The Bond Market
Sunday night update: The dollar is up, bonds are up, equity futures are down.
Timothy Geitner declared to the press circuit that he cannot say whether more bailout money will be needed. Well, Mr. Geitner, that’s a vague way of saying that much much more money is needed. The question is what process are you going to use to secure more funds? Trying to get EVEN MORE bailout money passed through the mumbo jumbo soundbites that congressional hearings have turned into might not be a real popular way to go about it. The business journalists that are covering this whole mess might really start to scratch their heads and wonder. You at least need to keep the press circuit on your side.
So, though you may not be able to get more bailout funds passed through the circus of congressional hearings and political double entendres, there is another very obvious way to fire up the printing presses and ease credit. You already announced the plan. You’ll buy back $300 billion worth of treasuries. Though the bond market witnessed an initial jolt, no one seems to be taking this treasury buyback plan very serious.

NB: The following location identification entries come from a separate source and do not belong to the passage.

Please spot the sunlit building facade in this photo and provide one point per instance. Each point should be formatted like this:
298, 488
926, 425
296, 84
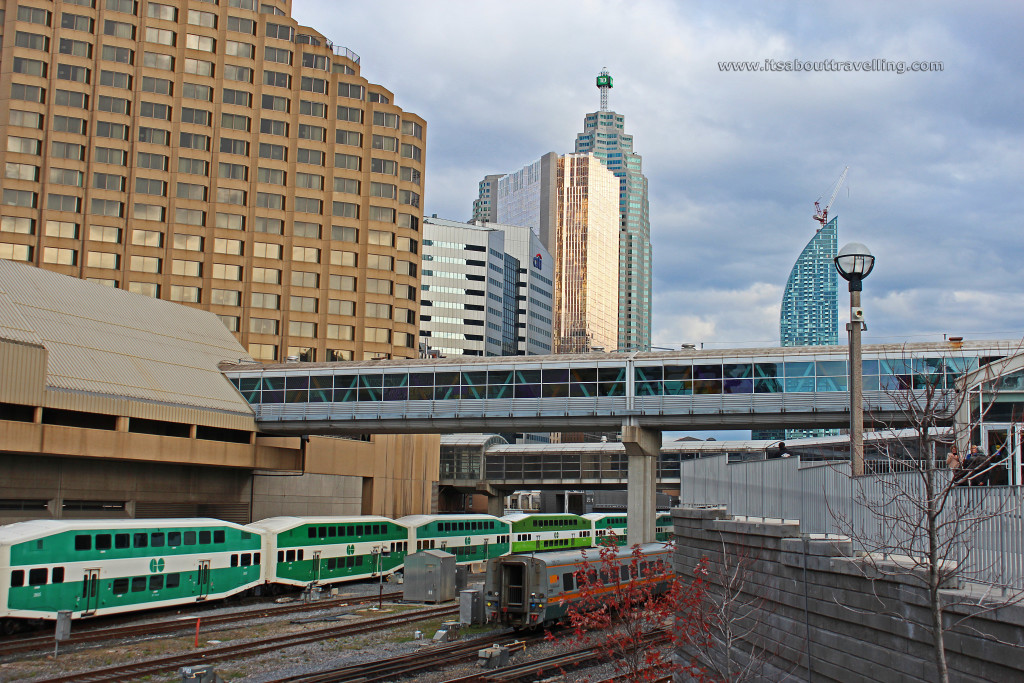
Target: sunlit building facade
220, 156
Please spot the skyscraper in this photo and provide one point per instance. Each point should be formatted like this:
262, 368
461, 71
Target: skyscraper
487, 290
809, 315
604, 136
572, 203
182, 151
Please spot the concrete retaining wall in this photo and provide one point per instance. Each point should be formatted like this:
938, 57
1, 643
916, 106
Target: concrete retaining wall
820, 614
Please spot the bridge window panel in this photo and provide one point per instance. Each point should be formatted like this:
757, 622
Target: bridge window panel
611, 388
648, 388
677, 387
396, 380
500, 390
610, 374
555, 390
583, 389
678, 373
737, 385
321, 388
799, 383
555, 375
527, 390
832, 384
707, 386
583, 374
448, 392
767, 385
768, 370
421, 393
649, 374
421, 379
395, 393
830, 368
799, 369
737, 370
527, 377
448, 379
708, 372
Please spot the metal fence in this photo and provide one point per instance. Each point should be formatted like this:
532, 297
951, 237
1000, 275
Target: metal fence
982, 526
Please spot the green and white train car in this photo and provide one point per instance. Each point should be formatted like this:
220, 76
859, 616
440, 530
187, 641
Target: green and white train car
538, 532
300, 551
607, 525
109, 566
470, 538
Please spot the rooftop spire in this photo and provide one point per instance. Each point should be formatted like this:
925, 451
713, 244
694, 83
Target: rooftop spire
604, 84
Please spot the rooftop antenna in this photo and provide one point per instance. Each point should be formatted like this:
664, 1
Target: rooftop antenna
821, 215
604, 84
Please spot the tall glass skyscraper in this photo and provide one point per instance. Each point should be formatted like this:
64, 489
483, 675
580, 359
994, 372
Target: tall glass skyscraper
604, 137
809, 315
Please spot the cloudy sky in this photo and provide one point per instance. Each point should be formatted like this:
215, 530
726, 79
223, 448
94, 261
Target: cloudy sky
736, 160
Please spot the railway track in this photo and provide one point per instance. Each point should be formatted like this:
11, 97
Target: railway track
251, 648
181, 624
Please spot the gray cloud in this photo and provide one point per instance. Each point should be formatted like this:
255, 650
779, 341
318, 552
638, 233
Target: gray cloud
735, 161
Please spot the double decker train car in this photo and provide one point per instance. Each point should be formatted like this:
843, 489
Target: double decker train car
539, 532
300, 551
536, 590
109, 566
470, 538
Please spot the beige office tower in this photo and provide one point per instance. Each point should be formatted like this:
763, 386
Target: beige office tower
216, 155
586, 256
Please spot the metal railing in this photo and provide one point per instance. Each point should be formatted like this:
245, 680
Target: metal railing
983, 526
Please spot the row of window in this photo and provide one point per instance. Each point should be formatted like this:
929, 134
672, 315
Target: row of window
150, 540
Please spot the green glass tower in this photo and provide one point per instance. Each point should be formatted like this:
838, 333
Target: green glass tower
604, 136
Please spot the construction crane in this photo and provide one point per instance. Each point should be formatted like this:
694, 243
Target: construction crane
821, 215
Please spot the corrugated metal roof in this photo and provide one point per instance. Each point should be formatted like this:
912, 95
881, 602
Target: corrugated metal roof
114, 343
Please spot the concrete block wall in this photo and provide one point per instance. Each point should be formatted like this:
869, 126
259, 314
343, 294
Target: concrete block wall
821, 614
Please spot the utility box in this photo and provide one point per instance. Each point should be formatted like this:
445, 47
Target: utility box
430, 577
471, 605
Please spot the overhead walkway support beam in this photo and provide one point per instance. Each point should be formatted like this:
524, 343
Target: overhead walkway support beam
643, 446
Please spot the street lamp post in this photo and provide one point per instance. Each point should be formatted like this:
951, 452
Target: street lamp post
854, 263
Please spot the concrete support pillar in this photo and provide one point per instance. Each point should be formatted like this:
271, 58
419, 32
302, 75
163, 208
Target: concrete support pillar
643, 446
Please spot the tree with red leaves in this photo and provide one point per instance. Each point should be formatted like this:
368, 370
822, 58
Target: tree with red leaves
633, 608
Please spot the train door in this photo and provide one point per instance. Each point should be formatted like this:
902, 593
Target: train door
204, 580
90, 592
513, 586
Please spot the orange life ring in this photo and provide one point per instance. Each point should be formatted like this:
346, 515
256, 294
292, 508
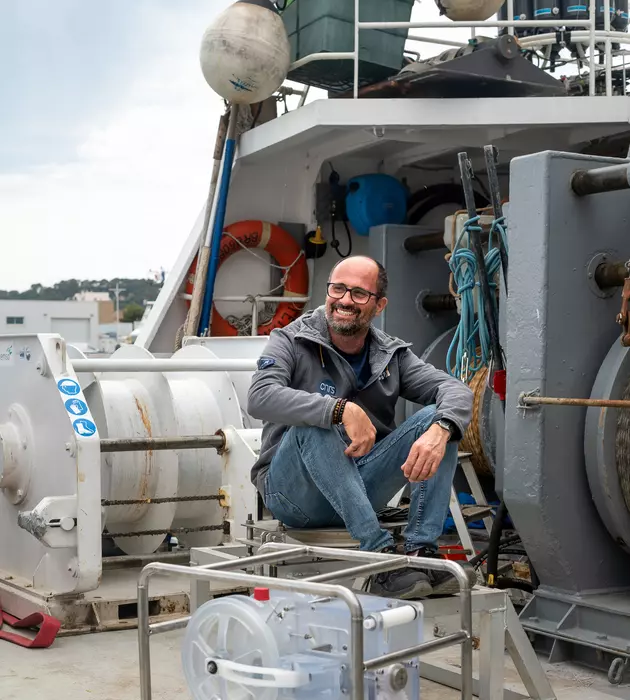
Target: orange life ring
283, 248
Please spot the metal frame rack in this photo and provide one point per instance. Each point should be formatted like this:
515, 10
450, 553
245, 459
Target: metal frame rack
589, 35
272, 553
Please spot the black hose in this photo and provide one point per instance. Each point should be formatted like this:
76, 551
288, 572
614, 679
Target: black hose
478, 558
492, 565
424, 200
335, 241
504, 582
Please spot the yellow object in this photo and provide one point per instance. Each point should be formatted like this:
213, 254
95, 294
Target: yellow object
318, 239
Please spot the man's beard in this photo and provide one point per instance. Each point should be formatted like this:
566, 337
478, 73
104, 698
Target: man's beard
349, 327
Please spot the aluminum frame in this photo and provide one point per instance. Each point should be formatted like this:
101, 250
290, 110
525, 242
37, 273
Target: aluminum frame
271, 553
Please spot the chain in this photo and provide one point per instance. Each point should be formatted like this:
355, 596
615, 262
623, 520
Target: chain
172, 531
143, 501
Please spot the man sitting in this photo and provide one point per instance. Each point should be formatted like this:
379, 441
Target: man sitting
326, 389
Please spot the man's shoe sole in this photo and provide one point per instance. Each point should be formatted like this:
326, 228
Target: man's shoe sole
421, 589
450, 586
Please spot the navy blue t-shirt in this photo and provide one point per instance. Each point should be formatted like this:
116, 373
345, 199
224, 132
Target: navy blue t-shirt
360, 363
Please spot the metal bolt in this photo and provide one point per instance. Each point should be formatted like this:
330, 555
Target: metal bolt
398, 678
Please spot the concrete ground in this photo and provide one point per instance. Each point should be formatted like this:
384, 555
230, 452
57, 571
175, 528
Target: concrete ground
105, 667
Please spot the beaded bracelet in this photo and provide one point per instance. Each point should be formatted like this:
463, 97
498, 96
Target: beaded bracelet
338, 411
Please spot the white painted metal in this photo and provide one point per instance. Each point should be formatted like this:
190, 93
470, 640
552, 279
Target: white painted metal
61, 463
236, 348
137, 405
53, 475
460, 525
150, 365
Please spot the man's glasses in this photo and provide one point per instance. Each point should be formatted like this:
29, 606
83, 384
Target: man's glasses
358, 295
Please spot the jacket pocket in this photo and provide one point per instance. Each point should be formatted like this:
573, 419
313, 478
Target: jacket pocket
285, 510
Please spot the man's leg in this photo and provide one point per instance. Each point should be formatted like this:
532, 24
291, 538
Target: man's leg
382, 475
312, 483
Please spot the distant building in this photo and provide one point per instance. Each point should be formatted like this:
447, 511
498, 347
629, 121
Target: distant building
106, 309
75, 321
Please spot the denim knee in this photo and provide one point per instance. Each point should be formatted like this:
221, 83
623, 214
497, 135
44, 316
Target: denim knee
305, 435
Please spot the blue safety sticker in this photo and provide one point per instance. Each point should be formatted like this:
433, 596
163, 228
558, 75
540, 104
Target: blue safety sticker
265, 362
84, 427
69, 387
76, 407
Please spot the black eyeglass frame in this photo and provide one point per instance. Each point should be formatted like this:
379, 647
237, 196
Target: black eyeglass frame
351, 290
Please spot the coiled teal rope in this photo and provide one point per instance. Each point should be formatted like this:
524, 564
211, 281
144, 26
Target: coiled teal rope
471, 343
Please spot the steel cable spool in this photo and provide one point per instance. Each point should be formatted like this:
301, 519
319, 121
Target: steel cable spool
622, 447
476, 437
607, 446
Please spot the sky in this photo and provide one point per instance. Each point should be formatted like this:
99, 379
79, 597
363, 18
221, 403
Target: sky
107, 132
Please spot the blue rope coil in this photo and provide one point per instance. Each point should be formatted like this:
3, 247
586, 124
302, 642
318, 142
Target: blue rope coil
471, 343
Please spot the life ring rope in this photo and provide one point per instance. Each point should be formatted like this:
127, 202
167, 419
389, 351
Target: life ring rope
287, 268
286, 255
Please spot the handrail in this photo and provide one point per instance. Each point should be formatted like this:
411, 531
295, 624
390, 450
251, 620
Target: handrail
589, 34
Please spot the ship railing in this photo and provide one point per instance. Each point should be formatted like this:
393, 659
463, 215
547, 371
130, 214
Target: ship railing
588, 34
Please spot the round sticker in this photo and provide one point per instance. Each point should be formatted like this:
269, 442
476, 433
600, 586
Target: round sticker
68, 387
84, 427
76, 407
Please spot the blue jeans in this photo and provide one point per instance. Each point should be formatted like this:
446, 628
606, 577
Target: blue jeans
311, 483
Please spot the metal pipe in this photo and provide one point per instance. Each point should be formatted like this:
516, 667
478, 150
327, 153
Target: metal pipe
592, 9
216, 442
291, 553
332, 56
607, 49
144, 648
431, 40
611, 275
410, 653
583, 37
293, 300
608, 179
132, 561
553, 401
356, 571
475, 23
163, 365
219, 220
248, 581
169, 625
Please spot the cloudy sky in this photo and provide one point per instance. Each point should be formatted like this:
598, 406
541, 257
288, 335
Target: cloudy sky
107, 135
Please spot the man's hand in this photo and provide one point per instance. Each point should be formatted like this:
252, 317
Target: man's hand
359, 429
426, 454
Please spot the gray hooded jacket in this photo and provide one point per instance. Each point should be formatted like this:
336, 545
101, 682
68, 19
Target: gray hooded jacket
300, 377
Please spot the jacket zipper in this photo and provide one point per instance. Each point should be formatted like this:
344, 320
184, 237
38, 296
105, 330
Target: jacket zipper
347, 366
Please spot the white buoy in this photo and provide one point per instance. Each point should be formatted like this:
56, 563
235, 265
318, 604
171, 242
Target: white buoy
245, 54
469, 10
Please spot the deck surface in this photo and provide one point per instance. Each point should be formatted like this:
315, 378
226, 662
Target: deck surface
104, 666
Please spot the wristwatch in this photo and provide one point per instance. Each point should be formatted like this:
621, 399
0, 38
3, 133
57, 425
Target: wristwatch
446, 425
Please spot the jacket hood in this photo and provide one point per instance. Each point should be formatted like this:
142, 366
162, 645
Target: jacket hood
314, 326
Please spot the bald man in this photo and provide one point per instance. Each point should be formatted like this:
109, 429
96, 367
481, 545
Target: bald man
326, 389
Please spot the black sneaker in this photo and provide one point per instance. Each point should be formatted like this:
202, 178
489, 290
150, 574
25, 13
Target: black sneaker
404, 583
443, 582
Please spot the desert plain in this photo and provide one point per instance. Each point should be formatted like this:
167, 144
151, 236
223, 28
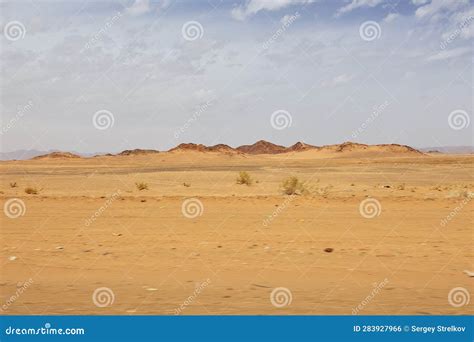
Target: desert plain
193, 241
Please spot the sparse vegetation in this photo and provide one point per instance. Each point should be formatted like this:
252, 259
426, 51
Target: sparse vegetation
31, 191
141, 186
293, 186
244, 178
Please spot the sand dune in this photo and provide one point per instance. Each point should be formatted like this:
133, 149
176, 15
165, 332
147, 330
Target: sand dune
89, 226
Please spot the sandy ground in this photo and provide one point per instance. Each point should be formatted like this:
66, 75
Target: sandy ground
90, 228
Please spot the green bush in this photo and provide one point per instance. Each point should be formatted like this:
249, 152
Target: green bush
244, 178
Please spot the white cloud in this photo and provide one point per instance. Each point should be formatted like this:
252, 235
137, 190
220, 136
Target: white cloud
448, 54
437, 7
139, 7
391, 17
419, 2
252, 7
358, 4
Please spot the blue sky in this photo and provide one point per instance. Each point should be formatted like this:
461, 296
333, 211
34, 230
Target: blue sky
110, 75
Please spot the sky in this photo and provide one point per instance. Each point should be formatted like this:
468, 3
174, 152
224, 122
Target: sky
104, 76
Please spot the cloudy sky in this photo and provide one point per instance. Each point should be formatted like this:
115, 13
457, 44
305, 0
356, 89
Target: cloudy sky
110, 75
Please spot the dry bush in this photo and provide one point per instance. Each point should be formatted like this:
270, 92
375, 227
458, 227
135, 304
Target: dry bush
141, 186
244, 178
293, 186
401, 186
31, 191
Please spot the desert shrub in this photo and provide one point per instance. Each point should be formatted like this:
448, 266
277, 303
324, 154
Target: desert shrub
31, 191
141, 186
244, 178
293, 186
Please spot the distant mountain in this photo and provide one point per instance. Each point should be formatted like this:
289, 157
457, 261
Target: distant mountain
260, 147
29, 154
449, 149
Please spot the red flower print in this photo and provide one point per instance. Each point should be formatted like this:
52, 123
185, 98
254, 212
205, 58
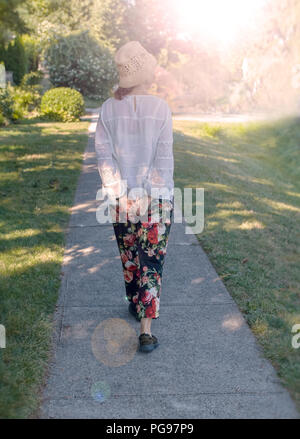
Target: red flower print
129, 239
153, 236
128, 254
130, 266
146, 297
128, 276
145, 279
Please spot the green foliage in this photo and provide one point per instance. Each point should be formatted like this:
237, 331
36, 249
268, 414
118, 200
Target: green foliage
25, 100
10, 19
15, 59
6, 104
31, 47
79, 62
32, 79
62, 104
3, 120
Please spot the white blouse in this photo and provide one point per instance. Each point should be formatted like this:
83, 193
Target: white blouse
134, 144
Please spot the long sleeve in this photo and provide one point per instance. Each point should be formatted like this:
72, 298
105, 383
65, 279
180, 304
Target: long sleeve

To achieve it’s goal and ease credit more, the Fed has no choice but to drive bond prices higher. Remember, markets don’t move, they are moved. The Fed has a rather large set of tools to aid them in moving things where they need them moved. I would not recommend taking the other side of their trade. The old saying “don’t fight the Fed” is going to have a whole new meaning when you see the short squeeze they can orchestrate.
With this in mind, it is my opinion that we may be in front of an extreme outlier move higher in the bond market. And when viewed through the eyes of Mr. Volatility, this is nothing but an opportunity.
I wrote in my March 9th post that at some point this year, the bond is going to be a massive short. I have not veered from this opinion. However, it is not a short yet. It can go way way higher and very quickly. Right now, it is the best tool that the Fed has to ease monetary policy. I continue to hold calls in bond futures. I believe the bond will ultimately be a huge short. But that is not today’s business. Today’s business is that the fed announced they are going to systematically buy back treasuries and calls in treasuries remain extremely cheap.